At the University of Texas, he discovered the wheelchair basketball team. Bob wasn’t officially on the team, but he played with them and began lifting weights and training. After finishing a master’s degree in sports management at the University of Tennessee, he went to work for the 1996 Paralympic Games in Atlanta. That’s where he discovered wheelchair rugby.

The sport gave him focus, drive, and glory, and showed him what he was made of. He was a member of the U.S. national team for seven years, and took home a bronze medal from the 2004 Paralympics in Athens.

“The hardest thing I’ve ever done? Probably making the U.S. team,” Bob says. “Those were the hardest years of my life.”

When he was 17, before graduating high school, Bob wrote down his bucket list: College. Grad school. Drive a car. Work a full-time job. Write a book. Get married. Have kids. Skydive. He is still ticking off that list, and is almost done, except for marriage, kids, and skydiving. He was engaged once, but when the couple learned they couldn’t have kids, they called it off.

Once, he was strapped in and ready to bungee jump at Six Flags when a man in a suit came running up, breathless, to stop him.

“I’m sorry, but you can’t,” he said. He turned to Bob’s friend, a single-leg amputee, and added, “And you can’t either.”

The man with one leg laughed at the man with two.

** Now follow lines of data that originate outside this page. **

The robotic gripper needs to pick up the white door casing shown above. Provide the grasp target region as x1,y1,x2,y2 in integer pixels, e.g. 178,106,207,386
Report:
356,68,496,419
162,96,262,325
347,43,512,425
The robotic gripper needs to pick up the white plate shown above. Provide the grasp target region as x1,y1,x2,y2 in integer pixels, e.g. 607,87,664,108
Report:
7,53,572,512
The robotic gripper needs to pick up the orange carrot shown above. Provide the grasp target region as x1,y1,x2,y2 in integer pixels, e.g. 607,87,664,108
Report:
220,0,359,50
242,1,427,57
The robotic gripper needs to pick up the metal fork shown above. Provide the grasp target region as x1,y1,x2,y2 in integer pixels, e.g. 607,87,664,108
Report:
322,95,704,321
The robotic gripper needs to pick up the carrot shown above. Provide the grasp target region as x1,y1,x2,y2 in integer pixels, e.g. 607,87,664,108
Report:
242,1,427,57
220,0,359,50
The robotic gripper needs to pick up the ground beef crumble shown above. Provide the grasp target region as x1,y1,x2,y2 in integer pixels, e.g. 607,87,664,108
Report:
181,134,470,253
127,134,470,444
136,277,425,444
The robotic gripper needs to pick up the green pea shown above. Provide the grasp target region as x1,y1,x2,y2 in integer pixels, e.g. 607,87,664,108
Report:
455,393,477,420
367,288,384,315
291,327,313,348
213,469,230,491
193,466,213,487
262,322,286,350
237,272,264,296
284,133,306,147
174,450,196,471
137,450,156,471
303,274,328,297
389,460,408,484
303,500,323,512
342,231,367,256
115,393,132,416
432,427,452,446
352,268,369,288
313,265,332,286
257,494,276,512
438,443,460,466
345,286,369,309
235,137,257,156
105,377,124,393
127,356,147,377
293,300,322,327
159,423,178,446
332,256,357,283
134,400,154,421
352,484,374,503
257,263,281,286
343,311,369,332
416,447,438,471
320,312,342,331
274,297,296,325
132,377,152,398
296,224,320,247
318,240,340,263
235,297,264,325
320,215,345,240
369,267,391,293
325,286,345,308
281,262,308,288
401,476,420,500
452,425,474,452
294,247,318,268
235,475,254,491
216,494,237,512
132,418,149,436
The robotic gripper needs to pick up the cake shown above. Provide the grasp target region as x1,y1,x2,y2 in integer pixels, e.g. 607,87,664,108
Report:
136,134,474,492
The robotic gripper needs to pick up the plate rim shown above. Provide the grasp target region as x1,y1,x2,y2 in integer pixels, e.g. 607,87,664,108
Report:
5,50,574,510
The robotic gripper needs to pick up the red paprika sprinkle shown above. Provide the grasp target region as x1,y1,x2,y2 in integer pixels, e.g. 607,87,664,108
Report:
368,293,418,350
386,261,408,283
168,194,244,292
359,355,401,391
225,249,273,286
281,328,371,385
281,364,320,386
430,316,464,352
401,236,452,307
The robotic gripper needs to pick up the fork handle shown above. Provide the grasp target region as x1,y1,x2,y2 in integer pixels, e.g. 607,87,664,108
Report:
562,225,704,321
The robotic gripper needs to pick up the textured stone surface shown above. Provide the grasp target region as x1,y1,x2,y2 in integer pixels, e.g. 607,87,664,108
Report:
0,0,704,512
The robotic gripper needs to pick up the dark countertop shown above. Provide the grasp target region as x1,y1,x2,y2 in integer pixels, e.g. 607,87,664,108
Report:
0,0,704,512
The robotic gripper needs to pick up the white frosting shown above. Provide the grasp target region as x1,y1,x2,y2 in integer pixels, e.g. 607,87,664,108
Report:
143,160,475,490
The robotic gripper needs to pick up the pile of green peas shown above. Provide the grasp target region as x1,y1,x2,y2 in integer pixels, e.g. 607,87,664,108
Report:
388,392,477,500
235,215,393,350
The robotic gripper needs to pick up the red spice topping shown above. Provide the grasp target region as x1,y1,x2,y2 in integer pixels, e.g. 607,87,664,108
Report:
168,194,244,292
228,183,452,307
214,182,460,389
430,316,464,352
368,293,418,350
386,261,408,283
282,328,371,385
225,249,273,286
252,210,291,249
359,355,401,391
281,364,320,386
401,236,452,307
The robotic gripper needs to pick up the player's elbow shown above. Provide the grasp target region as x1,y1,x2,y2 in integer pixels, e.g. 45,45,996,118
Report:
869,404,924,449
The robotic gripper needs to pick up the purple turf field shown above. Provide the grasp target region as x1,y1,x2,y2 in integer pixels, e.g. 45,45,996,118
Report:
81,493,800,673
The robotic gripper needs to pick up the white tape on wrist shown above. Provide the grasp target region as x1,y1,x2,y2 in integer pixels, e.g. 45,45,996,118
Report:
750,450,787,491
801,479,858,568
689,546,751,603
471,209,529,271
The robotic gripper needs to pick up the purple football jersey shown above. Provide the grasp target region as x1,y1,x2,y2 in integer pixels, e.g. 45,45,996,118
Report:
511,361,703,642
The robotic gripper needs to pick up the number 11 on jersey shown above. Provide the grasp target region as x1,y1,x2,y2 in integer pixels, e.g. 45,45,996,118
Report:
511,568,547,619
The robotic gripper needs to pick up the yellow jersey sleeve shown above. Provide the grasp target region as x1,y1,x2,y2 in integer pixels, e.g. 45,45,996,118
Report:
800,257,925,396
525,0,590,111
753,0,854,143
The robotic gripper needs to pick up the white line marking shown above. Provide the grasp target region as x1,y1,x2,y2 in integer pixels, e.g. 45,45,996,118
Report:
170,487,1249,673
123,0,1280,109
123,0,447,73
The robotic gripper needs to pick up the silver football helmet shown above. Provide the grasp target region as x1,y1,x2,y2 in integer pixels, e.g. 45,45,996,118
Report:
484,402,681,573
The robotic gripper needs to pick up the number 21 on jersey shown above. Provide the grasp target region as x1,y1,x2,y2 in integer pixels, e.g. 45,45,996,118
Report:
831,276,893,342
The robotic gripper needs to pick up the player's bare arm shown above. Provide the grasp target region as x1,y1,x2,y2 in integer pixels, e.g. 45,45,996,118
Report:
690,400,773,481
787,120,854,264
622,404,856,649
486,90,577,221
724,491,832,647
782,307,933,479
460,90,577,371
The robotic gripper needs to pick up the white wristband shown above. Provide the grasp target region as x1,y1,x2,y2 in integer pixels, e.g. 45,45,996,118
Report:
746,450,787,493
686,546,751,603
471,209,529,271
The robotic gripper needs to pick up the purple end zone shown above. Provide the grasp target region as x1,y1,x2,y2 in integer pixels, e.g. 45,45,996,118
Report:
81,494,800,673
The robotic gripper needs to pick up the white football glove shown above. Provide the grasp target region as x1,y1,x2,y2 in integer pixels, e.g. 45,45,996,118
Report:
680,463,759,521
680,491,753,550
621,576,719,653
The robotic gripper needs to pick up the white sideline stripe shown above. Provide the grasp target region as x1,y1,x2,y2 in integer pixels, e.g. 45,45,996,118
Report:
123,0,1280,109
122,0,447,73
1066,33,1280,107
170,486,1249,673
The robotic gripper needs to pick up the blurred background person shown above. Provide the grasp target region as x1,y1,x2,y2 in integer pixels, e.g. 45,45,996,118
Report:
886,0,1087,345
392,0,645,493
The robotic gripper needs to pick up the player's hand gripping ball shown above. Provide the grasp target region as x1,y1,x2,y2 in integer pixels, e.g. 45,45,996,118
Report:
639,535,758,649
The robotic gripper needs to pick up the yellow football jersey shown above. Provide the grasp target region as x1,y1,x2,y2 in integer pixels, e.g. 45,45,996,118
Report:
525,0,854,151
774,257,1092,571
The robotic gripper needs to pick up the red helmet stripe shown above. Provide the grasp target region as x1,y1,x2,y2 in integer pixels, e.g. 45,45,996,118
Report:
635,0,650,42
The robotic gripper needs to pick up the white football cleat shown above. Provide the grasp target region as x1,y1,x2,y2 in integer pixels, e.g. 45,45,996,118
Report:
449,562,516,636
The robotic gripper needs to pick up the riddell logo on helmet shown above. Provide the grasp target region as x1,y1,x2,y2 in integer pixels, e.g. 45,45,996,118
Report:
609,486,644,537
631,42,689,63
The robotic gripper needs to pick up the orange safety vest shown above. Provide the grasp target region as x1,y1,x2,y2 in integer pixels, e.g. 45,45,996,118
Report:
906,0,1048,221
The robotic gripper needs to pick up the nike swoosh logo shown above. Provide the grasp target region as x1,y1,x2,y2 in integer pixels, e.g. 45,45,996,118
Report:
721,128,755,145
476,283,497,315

“I’ve already been three times.”

Bob is now director of the US Quad Rugby Association, which has 42 teams and 550 athletes. In early 2015, he published his book, a memoir.

It’s called “No Arms, No Legs, No Problem.”

Bob is an outspoken, confident guy who deals with stares from children and side-eyes from adults by rolling right up with a disarming smile and extending his arm for a handshake.

“Hi, I’m Bob. Is this your first time watching wheelchair rugby?”

When he first introduced himself to Delvin, he wasn’t sure how to read him. He was so quiet. Was he still in shock over losing his hands and feet? Or was he simply shy?

Bob invited Delvin to play sitting volleyball, sometimes referred to as Paralympic volleyball. Delvin was up for anything. And when Bob saw him on the volleyball court, he had another idea. Without hands, volleyball and basketball were difficult to play. But wheelchair rugby athletes must have an impediment to all four appendages. Delvin was fast and strong. He might be perfect for the sport.

Wheelchair rugby originated in Canada in 1977, a contact sport for people with four impaired limbs. It was originally called “murderball” because of its violent collisions, and that name became the title of an Academy Award-winning documentary film about the US Paralympic Rugby team as they prepared for the 2004 Paralympics in Athens. Bob was on that team.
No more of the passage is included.